I see that you are using a HSC counter.
I dont know this, but of this does not allow you to see the pulses directly in your PLC program, I suggest to go in the exactly opposite direction.
Dont measure many pulses. Instead measure only 1 pair of impulses, and then measure the time precisely. You can for example attach a half-moon shaped disk to the sprocket for the prox to sense. Then perform the same method of measuring the time of the rising and trailing pulses to accurately calculate the RPM.

edit: And then just get the pulse signal directly into the PLC, without the HSC counter.

 

[Peter Nachtwey]

Why don't people supply necessary information?

Can I add another prox (staggered on the gear) to increase my resolution?

Yes! Right now your pulses should be 360/40=9 degrees apart. A second prox should be staggered 4.5 degrees from the first. You will need to find away to count both proxes.

Another solution?

3 proxes staggered 3 degrees apart.

Provide more information and you will get better answers.
I would use software solution


I would use software because I could get that working in a few minutes.

 

[drbitboy]

1) simply filter the values (new_displayed_value = old_displayed_value * 0.9 + new_calculated_value * 0.1)
1.1) The wobble will drop by an order of magnitude; to do that with a longer time base you would have to count over 10s

2) There is, depending exactly how "[you] read pulses for 1 second," possibly, possibly, some wobble, or even inaccuracy, caused by the timing method; cf this link. E.g. if you are using a TON, then there is could easily a 0.1% error built in. I'm not saying you did it wrong, but if you are asking the question here and don't see the (a) problem, or (b) pros and cons of various solutions, then my money is that you might learn and/or teach a lot in this thread, if you stay with it. Measurement, even of digital processes, is hard.
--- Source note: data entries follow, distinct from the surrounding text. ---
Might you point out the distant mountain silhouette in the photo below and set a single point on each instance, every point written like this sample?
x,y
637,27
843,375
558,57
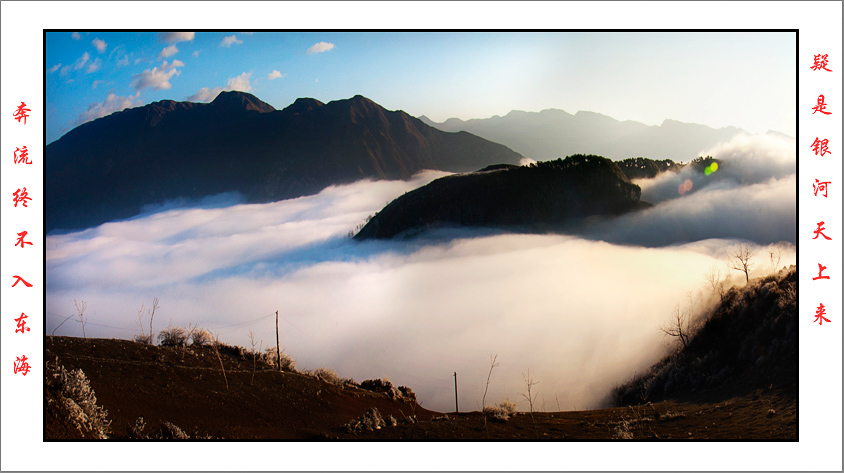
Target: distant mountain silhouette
x,y
109,168
553,133
545,196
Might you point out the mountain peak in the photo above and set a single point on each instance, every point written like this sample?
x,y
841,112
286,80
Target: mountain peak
x,y
241,100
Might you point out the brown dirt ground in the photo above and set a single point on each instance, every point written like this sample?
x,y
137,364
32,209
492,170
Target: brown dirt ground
x,y
185,386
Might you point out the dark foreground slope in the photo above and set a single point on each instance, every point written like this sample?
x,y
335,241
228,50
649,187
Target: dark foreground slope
x,y
747,342
117,389
109,168
130,390
542,196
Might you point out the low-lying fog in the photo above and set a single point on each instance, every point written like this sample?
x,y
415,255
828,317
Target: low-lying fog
x,y
582,313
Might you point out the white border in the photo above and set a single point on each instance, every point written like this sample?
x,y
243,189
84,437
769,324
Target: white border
x,y
820,442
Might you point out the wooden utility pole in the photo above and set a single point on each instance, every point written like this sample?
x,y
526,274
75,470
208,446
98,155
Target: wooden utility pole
x,y
456,407
277,349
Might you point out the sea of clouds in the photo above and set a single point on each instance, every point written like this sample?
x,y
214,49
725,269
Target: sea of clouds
x,y
582,312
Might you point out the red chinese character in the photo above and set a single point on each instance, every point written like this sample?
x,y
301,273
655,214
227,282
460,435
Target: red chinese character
x,y
820,187
20,241
21,113
819,232
21,366
820,62
23,157
20,279
819,315
21,323
820,273
821,146
820,107
21,196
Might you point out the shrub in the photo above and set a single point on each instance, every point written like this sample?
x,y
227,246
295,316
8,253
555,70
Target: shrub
x,y
81,402
371,420
171,431
172,337
502,411
327,375
201,337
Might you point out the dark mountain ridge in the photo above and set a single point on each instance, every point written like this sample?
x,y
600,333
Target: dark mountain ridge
x,y
109,168
541,197
552,133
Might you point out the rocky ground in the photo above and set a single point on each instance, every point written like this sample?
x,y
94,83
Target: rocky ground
x,y
131,390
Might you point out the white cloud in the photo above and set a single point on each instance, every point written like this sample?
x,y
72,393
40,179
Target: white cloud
x,y
155,78
229,40
94,66
168,51
320,47
80,63
175,63
240,83
99,44
175,37
113,103
403,309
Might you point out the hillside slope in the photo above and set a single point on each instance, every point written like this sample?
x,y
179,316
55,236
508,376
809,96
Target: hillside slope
x,y
748,341
542,196
109,168
552,133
3) You should use the 10kHz free-running clock counter (S:4) for the time base, if you are not already. For example, S:4/12 has a rising edge every 819.2ms, S:3/13 has a rising edge every 1638.4ms, and S:4/14 has a rising edge every 3267.8 ms. Just like with metric vs. english units, the actual unit of time chosen does not matter to the calculation; we already know that you don't need to update more frequently than 1Hz.

4) A phase-locked loop would be another way to get more resolution without increasing sample time; it might lose accuracy during transients, but probably not by much.

5) Sample the time (S:4 10kHz clock) of every edge in an STI routine, it is a calculation-intensive but otherwise straightforward matter to do a least-squares fit of the pulses vs. time i.e. dCount/dTime; even simpler if you assume the Time-intercept is zero.

6) This question gets asked here. A lot. Do a search.

Except for possibly (1), (4) and (6), I am not saying anything different than earlier responses in this thread.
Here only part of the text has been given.